Gravataí voltou a sangrar na noite desta sexta-feira (16). Não foi em um beco escuro, nem num acerto entre facções. Foi na rua José Pacheco, no bairro Monte Belo, por volta das 19h50min. Em plena via pública. Em horário de trabalho. Um gari morreu baleado após uma discussão de trânsito.
Trabalhava.
Coletava lixo.
Cumpria sua jornada.
Não conhecia o homem que o matou.
A comunicadora Gysa Santana, do Gravataí 24 Horas, estava lá e testemunhou o sofrimento da família do gari.
Segundo a Brigada Militar, o desentendimento foi banal, um motivo torpe, como quase sempre são esses conflitos que terminam em morte quando há uma arma de fogo envolvida. Houve a discussão, o disparo, e o trabalhador caiu ali mesmo, morto no local.
A Polícia Civil investigará as circunstâncias, mas o roteiro é conhecido demais para causar surpresa — apenas indignação.
A Prefeitura de Gravataí divulgou nota de pesar, lamentando a morte do funcionário da coleta de lixo, terceirizado da empresa Urban. Solidarizou-se com familiares, amigos e colegas, prometeu investigação e punição aos responsáveis. Comunicou ainda que a coleta de lixo resta suspensa neste sábado.

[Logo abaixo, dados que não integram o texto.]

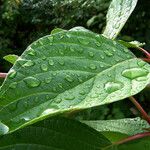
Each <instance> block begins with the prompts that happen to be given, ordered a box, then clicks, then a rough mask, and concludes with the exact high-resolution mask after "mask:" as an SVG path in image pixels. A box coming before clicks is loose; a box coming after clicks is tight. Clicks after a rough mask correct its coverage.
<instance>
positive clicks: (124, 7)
mask: <svg viewBox="0 0 150 150" xmlns="http://www.w3.org/2000/svg"><path fill="white" fill-rule="evenodd" d="M137 1H138V0H112V2H111V4H110V6H109V9H108V12H107V20H106V28H105V30H104V32H103V34H104V35H105V36H106V37H108V38H110V39H114V38H116V37H117V35H118V34H119V32H120V31H121V29H122V28H123V26H124V24H125V23H126V21H127V20H128V18H129V16H130V15H131V13H132V11H133V10H134V8H135V6H136V4H137Z"/></svg>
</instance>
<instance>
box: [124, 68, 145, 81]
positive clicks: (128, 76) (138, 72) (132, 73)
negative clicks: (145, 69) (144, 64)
mask: <svg viewBox="0 0 150 150" xmlns="http://www.w3.org/2000/svg"><path fill="white" fill-rule="evenodd" d="M147 74H148V71H147V70H145V69H142V68H131V69H126V70H124V71H123V72H122V75H123V76H124V77H126V78H129V79H135V78H138V77H142V76H146V75H147Z"/></svg>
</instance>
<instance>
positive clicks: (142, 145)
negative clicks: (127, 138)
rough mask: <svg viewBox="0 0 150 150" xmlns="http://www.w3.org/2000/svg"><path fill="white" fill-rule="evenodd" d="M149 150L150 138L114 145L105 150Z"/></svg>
mask: <svg viewBox="0 0 150 150" xmlns="http://www.w3.org/2000/svg"><path fill="white" fill-rule="evenodd" d="M127 149H128V150H149V149H150V136H147V137H145V138H140V139H137V140H133V141H130V142H125V143H123V144H112V145H110V146H108V147H106V148H104V149H103V150H127Z"/></svg>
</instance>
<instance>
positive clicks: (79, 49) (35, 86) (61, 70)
mask: <svg viewBox="0 0 150 150" xmlns="http://www.w3.org/2000/svg"><path fill="white" fill-rule="evenodd" d="M79 29H80V28H75V29H72V30H70V31H62V32H59V33H56V34H52V35H48V36H45V37H43V38H41V39H39V40H37V41H35V42H34V43H32V44H31V45H30V46H28V48H27V49H26V51H25V52H24V53H23V54H22V55H21V57H19V59H18V60H17V62H16V63H15V65H14V66H13V67H12V68H11V70H10V71H9V73H8V76H7V78H6V80H5V81H4V83H3V85H2V87H1V88H0V107H1V110H0V120H1V122H2V123H3V124H4V125H5V126H7V127H8V128H9V132H12V131H14V130H17V129H19V128H21V127H23V126H26V125H28V124H32V123H34V122H36V121H38V120H41V119H44V118H46V117H48V116H52V115H56V114H60V113H63V112H68V111H69V112H71V111H75V110H81V109H84V108H89V107H92V106H98V105H103V104H106V103H111V102H115V101H118V100H121V99H124V98H126V97H129V96H131V95H134V94H136V93H138V92H140V91H141V90H142V89H143V88H144V87H145V86H146V85H147V84H148V83H149V82H150V66H149V65H148V64H147V63H145V62H143V61H142V60H140V59H137V58H135V56H134V55H133V54H132V53H131V52H130V51H129V50H128V49H127V48H126V47H124V46H122V45H120V44H119V43H117V42H116V41H112V40H109V39H107V38H105V37H103V36H101V35H98V34H95V33H92V32H88V30H83V29H82V31H80V30H79ZM1 128H2V129H3V126H2V127H1Z"/></svg>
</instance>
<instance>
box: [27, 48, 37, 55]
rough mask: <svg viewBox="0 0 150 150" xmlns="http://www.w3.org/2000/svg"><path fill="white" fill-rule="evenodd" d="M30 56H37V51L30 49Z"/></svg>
mask: <svg viewBox="0 0 150 150" xmlns="http://www.w3.org/2000/svg"><path fill="white" fill-rule="evenodd" d="M28 55H31V56H35V55H36V52H35V50H34V49H32V48H31V47H30V49H29V51H28Z"/></svg>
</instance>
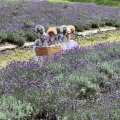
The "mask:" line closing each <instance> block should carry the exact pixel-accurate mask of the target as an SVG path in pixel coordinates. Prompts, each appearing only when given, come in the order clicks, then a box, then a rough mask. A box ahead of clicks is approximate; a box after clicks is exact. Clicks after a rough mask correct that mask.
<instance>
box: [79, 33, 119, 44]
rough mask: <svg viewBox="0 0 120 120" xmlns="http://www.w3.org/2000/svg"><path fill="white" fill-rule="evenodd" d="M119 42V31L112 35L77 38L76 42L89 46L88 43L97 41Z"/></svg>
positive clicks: (96, 42)
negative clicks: (91, 37)
mask: <svg viewBox="0 0 120 120" xmlns="http://www.w3.org/2000/svg"><path fill="white" fill-rule="evenodd" d="M114 41H116V42H120V33H116V34H114V35H104V36H102V37H101V38H94V37H92V38H84V39H83V38H82V39H80V40H78V43H79V44H80V45H81V46H90V45H95V44H97V43H104V42H111V43H112V42H114Z"/></svg>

É o protocolo institucional. Necessário, mas insuficiente diante da repetição dos fatos.
Porque este não é um caso isolado. É parte de uma sequência.
Em dezembro, também em Gravataí, um mecânico foi atropelado de forma proposital dentro de uma ferragem. O carro foi usado como arma.
O motorista, sem qualquer relação com a vítima, jogou o veículo contra o trabalhador, derrubou o portão do estabelecimento e ainda o agrediu após a queda.
O suspeito acabou preso, teve a preventiva decretada — e morreu na cadeia, neste mês.
O Estado agora investiga as circunstâncias do óbito no sistema prisional, mas o ponto central permanece: mais uma vítima escolhida ao acaso, mais uma explosão de violência sem motivo, mais uma vida atravessada pela fúria.
Também no ano passado, um guarda municipal matou um inocente, com tiros pelas costas, após perseguição no trânsito; leia em Pai amoroso, trabalhador, ficha limpa e fã do Grêmio e heavy metal: quem era Leandro de Andrade, morto por guarda municipal em Gravataí.
E há um espelho incômodo nesse crime de Gravataí.
No ano passado, em Minas Gerais, o gari Laudemir de Souza Fernandes foi morto a tiros enquanto trabalhava, após uma discussão de trânsito com um empresário irritado porque o caminhão de lixo “atrapalhava” sua passagem.
O suspeito, Renê da Silva Nogueira Júnior, foi preso horas depois — em uma academia de luxo. Tentou justificar o assassinato dizendo que estava “no lugar errado, na hora errada”.
Não estava.
Quem estava no lugar errado era a arma em suas mãos.
Quem estava na hora errada era uma sociedade que normalizou que qualquer descontrole termine em morte.
O paralelo assusta porque não é forçado. Em Minas, como agora em Gravataí, a vítima era um gari em serviço. Em Minas, como agora, tudo começou com uma discussão de trânsito. Em Minas, como agora, alguém decidiu que tinha o direito de atirar.
O resultado foi o mesmo: um trabalhador morto, uma família destruída e uma pergunta sem resposta — até quando?
Há quem trate esses crimes como “tragédias”. Prefiro chamá-los pelo nome correto: consequência.
Consequência do “liberou geral” das armas. Consequência de uma cultura que transforma o automóvel em instrumento de poder, a rua em território de disputa e o revólver em argumento final. Consequência de políticas frouxas — de Bolsonaro a Lula — que permitem que gente despreparada, desequilibrada ou simplesmente violenta tenha acesso facilitado a armas de fogo.
Já escrevi — e repito — que não existe arma neutra. Todas as armas que hoje matam nasceram legais. Quanto mais armas circulam, mais mortes acontecem.
Não é opinião, é estatística. É só comparar países com níveis semelhantes de desenvolvimento: onde há mais armas, há mais homicídios. Simples assim.
Por isso, não basta a nota de pesar. Não basta o lamento protocolar. É preciso rigor. É preciso investigação rápida, prisão do responsável e resposta clara da Justiça. E é preciso dizer, dar nome às coisas, que cada flexibilização no controle de armas tem endereço certo: o chão onde tombam trabalhadores como este gari de Gravataí.
Que o matador de Gravataí seja preso. Esteja ele numa vila, ou numa academia de luxo. Não esqueçamos do gari, que nem nome divulgado teve ainda.